The Cowshed: Huddersfield

For Steve Wilson, the gleaming seats and award-winning arches of the McAlpine Stadium cannot replace the pleasures of standing behind the goal at Leeds Road under a rickety iron roof

I can hear the words before they’re formed. Someone new asks me which team I follow. “Huddersfield Town,” I reply, then wait. A slightly blank look appears on their face, mixing surprise, confusion and pity. And then it comes: “Nice stadium.”

It doesn’t bother me that this is all that many football fans know about our club, that they know where we play rather than who we are, that nearly a century of history boils down to these two well in­tentioned words. No, it bothers me because they’re right. We do have a nice stadium, but we used to have a football ground.

Leeds Road was typically run-down. The seated wooden Main Stand ran along one length of the pitch facing the East (Popular) Terrace and, behind the goal at the Kilner Bank end, an open terrace was reserved for away fans to properly enjoy the York­shire winters. But the smallest and most distinctive stand was to be found next to Leeds Road itself, The Cowshed. So called because of the barrel-shaped iron roof above the terrace, threatening to crumble and fall for as long as I stood underneath it and probably before, The Cowshed was the beating heart of the ground on matchdays.

Despite rarely being full, the sound felt deafening. The less unruly East Terrace appeared only roused by incidents of importance on the pitch. But behind the goal we made our own entertainment. From touchline to six-yard box the opposition goalkeeper would be roundly applauded as he took up position. Mistakenly sensing unexpected respect, he would raise a gloved hand to acknowledge the gesture. This was the cue for The Cowshed to turn on him, mocking him for falling for the routine. When your team plays in the lower reaches of the league and shows little sign of wanting to move up, you make your own fun.

In a shiny new stadium, with thousands of em­pty seats and clear views, the inept displays are all too stark and it’s easy to be swept along on a tide of gloom. At Leeds Road, though, you could more easily huddle with like-minded souls. The fencing meant you couldn’t quite see how badly the team were playing. And the simple act of jumping up and down, as any four-year-old child will tell you, makes things seem better.

On a balmy evening in May 1992 over 16,000 crammed into the ground for the Third Division play-off semi-final against Peterborough. With a draw secured in the away leg, expectation was high. The Cowshed was heaving, hot, sticky and cramped, but no one cared; it was how it was supposed to be. Children were hoisted overhead and passed down to the front to sit on the wall – something I previously only thought happened on The Kop in the 1970s.

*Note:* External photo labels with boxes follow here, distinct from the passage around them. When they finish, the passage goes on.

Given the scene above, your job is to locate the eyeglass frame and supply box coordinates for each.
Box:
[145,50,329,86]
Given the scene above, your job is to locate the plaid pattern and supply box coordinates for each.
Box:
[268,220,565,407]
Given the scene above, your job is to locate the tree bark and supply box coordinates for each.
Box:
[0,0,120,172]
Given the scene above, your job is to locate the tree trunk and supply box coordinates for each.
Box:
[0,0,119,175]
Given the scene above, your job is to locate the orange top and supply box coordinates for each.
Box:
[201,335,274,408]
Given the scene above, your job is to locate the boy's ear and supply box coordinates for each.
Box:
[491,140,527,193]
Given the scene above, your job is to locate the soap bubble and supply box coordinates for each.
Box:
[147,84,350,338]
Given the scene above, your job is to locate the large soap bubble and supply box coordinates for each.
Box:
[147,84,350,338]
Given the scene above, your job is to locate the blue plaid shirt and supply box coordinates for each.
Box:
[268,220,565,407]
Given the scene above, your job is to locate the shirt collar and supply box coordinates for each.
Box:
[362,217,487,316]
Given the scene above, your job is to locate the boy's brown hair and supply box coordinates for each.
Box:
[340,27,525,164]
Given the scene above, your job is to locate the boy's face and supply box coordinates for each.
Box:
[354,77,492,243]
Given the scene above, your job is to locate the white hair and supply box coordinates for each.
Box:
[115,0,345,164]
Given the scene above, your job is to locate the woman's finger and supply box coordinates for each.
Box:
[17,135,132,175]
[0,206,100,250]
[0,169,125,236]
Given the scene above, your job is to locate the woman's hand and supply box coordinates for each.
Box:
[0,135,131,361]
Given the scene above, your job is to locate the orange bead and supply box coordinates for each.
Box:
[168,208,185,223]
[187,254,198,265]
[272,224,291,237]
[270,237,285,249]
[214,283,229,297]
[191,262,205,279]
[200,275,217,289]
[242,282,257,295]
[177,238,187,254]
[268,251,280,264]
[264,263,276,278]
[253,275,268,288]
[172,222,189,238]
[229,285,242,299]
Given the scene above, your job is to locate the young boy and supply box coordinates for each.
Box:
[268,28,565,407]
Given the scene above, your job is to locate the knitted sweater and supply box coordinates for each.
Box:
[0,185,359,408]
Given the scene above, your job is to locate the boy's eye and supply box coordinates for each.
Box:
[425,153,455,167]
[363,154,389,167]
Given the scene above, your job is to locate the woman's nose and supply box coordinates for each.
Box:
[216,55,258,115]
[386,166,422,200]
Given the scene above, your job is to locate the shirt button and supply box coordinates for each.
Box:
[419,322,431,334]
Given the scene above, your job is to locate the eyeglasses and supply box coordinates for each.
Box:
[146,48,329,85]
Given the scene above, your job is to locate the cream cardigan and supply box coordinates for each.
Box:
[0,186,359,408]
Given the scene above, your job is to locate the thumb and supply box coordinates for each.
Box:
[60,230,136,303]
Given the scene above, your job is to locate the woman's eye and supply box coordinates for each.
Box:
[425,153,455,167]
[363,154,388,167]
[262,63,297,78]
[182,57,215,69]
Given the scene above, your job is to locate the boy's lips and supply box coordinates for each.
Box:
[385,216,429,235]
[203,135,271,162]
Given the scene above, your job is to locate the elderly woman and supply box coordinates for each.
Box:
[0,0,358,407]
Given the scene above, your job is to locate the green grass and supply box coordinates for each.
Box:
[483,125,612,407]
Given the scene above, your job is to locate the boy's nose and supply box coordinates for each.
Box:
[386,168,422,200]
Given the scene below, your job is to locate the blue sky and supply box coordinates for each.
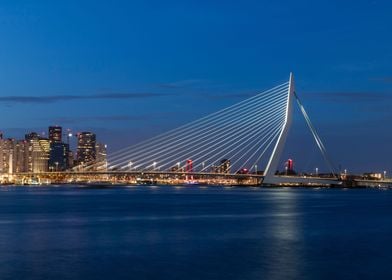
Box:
[0,0,392,175]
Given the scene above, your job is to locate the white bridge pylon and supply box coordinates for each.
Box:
[85,73,332,184]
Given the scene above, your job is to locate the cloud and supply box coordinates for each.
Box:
[370,77,392,84]
[157,79,208,89]
[304,91,392,103]
[0,92,172,104]
[36,112,178,125]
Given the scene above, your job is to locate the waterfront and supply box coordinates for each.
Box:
[0,186,392,279]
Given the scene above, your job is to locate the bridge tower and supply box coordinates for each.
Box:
[263,73,294,184]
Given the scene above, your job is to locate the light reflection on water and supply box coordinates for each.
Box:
[0,186,392,279]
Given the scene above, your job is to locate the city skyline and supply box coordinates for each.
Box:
[0,1,392,172]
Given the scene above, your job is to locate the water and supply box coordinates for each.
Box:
[0,186,392,279]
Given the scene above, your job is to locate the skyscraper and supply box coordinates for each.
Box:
[94,143,108,171]
[49,125,63,144]
[25,132,50,173]
[77,132,96,166]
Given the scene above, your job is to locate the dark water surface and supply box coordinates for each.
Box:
[0,186,392,279]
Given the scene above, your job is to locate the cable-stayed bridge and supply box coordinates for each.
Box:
[13,74,338,185]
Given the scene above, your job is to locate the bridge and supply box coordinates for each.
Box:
[9,73,340,185]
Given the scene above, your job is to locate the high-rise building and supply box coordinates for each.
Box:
[48,142,69,171]
[49,126,63,143]
[94,143,108,171]
[25,132,50,173]
[77,132,96,166]
[0,138,15,174]
[219,159,231,174]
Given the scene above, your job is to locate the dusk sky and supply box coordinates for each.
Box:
[0,0,392,175]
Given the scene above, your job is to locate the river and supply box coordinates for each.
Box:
[0,185,392,280]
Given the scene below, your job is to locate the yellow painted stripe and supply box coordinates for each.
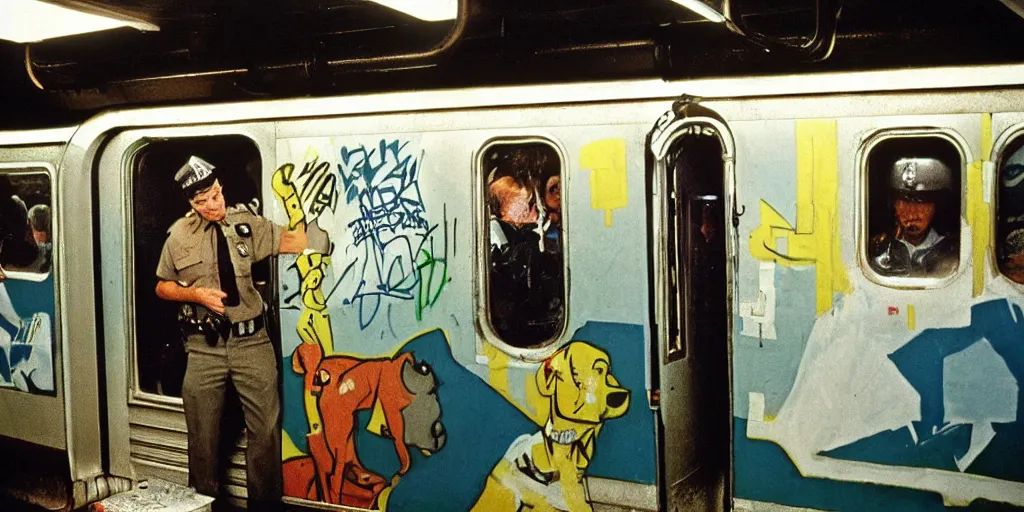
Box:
[483,342,513,401]
[967,114,994,297]
[790,119,852,314]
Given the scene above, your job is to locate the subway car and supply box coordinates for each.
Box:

An early goal sparked wild celebrations. When they had subsided (a little) I caught sight of a friend sat in the Main Stand, his penance for underestimating the rush for tickets. He was smiling but not, it seemed, as much as those around me. Later he told me that he had been admonished for jumping up and down on his seat and celebrating too wildly. In The Cow­shed you couldn’t go wild enough.

The evening ended sourly as the game, our trip to Wembley and some pride were all lost, 30 arrests being made following trouble at the end of the match. But the outpouring of joy that followed that first goal I remember every time I pass the B&Q superstore that stands where I once did.

Leeds Road did have its mo­ments of fame. An England international, on a Wednesday afternoon in 1946 as absenteeism hit epidemic proportions. More recently, BBC2’s Standing Room Only chose footage of Iain Dunn burying a screamer into the back of the net nearest to where I once stood for its opening credits. Why, I don’t know, but I never missed the start.

Some friends and I grew up in The Cowshed. Yet when we played our final game at the old ground, slow in buying our tickets for a sell-out, we were forced to stand on the East Terrace. From there we could see the skeleton of the McAlpine rising in the near distance but also, for one last time, The Cowshed was full and for 90 minutes the place looked like it was supposed to. Decrepit and decaying, but the home of my modest dreams.